As product engineers and designers, we should be helping users climb out of situations where human error can be a factor. We should be helping them at every junction to interface with our products to achieve their goals. If lots of ‘human error’ is causing a product to fail, the team needs to re-examine their thinking and go through a few more iterations to get it right.

4. Failing to Give Weight to the Discovery Process

Very often, companies come to us with a list of problems they want us to solve. If we set to work right away on solving those problems, we’d be making a huge mistake. Why? Because we’d be skipping over the step that gives us what we need to build the right product and to build it properly.

That step is called the Discovery Process, one we’ve talked about many times here on the Making Sense blog. It’s where we talk to the company, get to know their business and their industry. It’s where we come to truly understand their pain points. It’s where we dig deeper than the list of symptomatic issues they brought to us and where we ask “why?”. It’s where we discover the root of all those symptoms.
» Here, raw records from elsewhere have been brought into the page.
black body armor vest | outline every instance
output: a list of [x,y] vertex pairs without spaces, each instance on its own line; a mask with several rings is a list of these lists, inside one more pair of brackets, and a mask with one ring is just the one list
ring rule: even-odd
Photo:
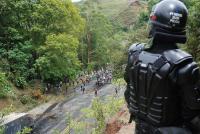
[[156,127],[182,125],[177,70],[192,62],[192,56],[180,49],[152,54],[142,44],[133,45],[126,71],[129,111],[134,118]]

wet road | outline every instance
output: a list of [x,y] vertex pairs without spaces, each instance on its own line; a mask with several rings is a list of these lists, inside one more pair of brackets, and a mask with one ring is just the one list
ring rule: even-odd
[[[90,107],[92,100],[95,98],[94,87],[95,82],[92,81],[86,86],[85,94],[82,94],[80,88],[77,88],[77,95],[73,99],[56,104],[53,109],[45,113],[44,116],[35,122],[33,133],[52,134],[55,130],[59,132],[64,131],[67,126],[67,115],[70,114],[73,119],[79,119],[82,115],[81,109]],[[98,97],[101,99],[114,94],[114,86],[111,84],[106,84],[98,91]]]

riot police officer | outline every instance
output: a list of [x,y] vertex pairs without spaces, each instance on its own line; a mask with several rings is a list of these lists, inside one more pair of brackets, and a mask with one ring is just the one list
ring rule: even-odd
[[150,15],[150,48],[129,48],[125,99],[136,134],[191,134],[200,127],[199,68],[180,50],[188,11],[178,0],[163,0]]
In other words, the Discovery Phase is where we make sure we’re solving the right problems and where we try to get to know what’s causing those problems, so we can then be able to reach the right solutions. It’s the lynchpin of our entire process here at Making Sense, and we couldn’t do what we do without it. It’s why we’re ending with this point. If you remember anything from reading this, we hope it’s how important it is to incorporate a Discovery Process into your business routine as well.

Wrap-Up

If you and your team, if you have one, can avoid the four pitfalls we’ve just outlined, you are doing very well for yourselves. Believe it or not, each trap we’ve warned you about is taken from advice that was around thirty years ago. Nothing that much has changed about designing products for people. The technology sure has changed, but the people haven’t!